Gilbert in Oscar Wilde’s dialogue ‘The Critic as Artist’: ‘Every great man nowadays has his disciples, and it is always Judas who writes the biography.’ Not here. Hermione Lee’s immensely long Tom Stoppard: A Life is expert, engrossing, entertaining and sympathetic to its subject. At its heart is a writer steely in his determination to entertain, an inexhaustible mine of mots, a non-stop genius of jokes, capable of winning the Nobel Prize for the interview as an art form.
It comprehensively replaces Ira Nadel’s Double Act (2002), a biography which Stoppard hoped would be ‘as inaccurate as possible’. (Indian Ink and Arcadia are both explicitly hostile to biography and its hubris.) One example: as a young reporter on the Western Daily Press, Stoppard fell in love with a colleague, Isabel Dunjohn. In Nadel’s account, she is his girlfriend, until summarily displaced by Jose Ingle, Stoppard’s first wife. They were never lovers. Fatally, Stoppard introduced Isabel to Peter O’Toole and they became lovers (until, after 18 months, O’Toole dumped her for the actor Sian Phillips, whom he married). Stoppard was left holding his torch, writing hopeless poems (in both senses) and sharing pleasurably agonising holidays with Isabel.

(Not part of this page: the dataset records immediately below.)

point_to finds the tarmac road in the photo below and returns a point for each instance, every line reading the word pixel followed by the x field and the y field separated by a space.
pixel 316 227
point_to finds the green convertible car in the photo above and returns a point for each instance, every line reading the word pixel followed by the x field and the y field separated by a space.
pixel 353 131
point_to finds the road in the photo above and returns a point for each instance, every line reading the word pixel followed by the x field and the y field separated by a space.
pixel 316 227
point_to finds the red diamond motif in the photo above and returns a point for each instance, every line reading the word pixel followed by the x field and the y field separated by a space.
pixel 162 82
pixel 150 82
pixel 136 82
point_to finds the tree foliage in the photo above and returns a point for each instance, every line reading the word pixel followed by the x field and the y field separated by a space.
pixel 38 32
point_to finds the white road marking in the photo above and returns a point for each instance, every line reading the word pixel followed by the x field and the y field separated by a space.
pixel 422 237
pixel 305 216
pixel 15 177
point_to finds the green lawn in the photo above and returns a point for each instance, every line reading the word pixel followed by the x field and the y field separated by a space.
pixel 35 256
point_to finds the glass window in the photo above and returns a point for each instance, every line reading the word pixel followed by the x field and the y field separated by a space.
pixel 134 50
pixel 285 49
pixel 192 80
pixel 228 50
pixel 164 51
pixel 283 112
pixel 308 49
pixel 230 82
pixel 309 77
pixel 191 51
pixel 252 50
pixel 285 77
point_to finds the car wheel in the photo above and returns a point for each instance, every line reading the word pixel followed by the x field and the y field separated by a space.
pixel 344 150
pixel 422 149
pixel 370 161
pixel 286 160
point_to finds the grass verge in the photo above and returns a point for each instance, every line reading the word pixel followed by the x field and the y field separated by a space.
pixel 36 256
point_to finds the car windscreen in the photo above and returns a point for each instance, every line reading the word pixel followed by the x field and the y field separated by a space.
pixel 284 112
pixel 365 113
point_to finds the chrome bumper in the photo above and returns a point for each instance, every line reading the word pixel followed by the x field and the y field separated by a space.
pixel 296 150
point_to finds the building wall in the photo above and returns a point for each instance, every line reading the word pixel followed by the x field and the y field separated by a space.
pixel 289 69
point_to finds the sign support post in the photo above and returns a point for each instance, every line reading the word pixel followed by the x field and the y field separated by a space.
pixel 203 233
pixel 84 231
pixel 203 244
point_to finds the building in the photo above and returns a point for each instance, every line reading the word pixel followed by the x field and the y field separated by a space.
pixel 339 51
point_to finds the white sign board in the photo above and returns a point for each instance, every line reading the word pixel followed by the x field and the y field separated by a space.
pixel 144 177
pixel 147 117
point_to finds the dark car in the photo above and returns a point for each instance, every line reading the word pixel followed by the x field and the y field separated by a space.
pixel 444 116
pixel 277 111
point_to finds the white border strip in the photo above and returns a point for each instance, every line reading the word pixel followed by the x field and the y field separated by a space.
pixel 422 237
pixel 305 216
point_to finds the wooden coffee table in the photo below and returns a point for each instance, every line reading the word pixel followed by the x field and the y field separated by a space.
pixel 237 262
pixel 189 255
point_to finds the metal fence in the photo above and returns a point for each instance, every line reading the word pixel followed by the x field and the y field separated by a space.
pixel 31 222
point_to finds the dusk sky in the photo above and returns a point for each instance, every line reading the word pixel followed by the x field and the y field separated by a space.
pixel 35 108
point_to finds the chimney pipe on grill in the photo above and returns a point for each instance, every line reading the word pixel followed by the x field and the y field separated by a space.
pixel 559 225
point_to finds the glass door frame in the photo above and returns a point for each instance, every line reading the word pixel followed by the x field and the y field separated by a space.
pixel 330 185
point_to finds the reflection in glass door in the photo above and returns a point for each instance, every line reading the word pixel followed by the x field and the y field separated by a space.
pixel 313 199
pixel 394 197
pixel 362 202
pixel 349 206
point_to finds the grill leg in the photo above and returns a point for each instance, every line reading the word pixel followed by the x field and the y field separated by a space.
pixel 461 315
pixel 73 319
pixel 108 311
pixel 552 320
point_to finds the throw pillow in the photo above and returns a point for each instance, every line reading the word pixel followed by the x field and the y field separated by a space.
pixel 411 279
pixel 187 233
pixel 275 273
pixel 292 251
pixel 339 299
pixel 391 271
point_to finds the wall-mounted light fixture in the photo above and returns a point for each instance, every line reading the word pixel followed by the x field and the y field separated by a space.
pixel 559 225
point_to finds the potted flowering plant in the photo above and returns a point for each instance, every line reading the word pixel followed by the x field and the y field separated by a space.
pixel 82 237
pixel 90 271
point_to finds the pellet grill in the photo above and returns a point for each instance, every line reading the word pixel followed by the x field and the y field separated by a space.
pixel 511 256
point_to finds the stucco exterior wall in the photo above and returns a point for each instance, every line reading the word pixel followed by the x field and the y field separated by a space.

Lee has undeniable advantages over Nadel, who spoke to Stoppard only once: many interviews with her subject; access to the extensive journals he kept for his son Edmund; the weekly letters he wrote to his beloved mother; Isabel Dunjohn’s cache of yearning letters from the young Stoppard. (‘The only drawback to fame was that strangers might eventually read your love letters.’) And she can write well: Stoppard’s anti-Semitic step-father, Kenneth Stoppard, was ‘implacably uninterested’ in his wife’s Jewish Czechoslovakian past.
There is only one instance where Nadel is better. In April 1962, Stoppard, with his friend and fellow journalist Anthony Smith, goes to New York for the first time and they stay in the apartment of someone with connections to the Village Voice.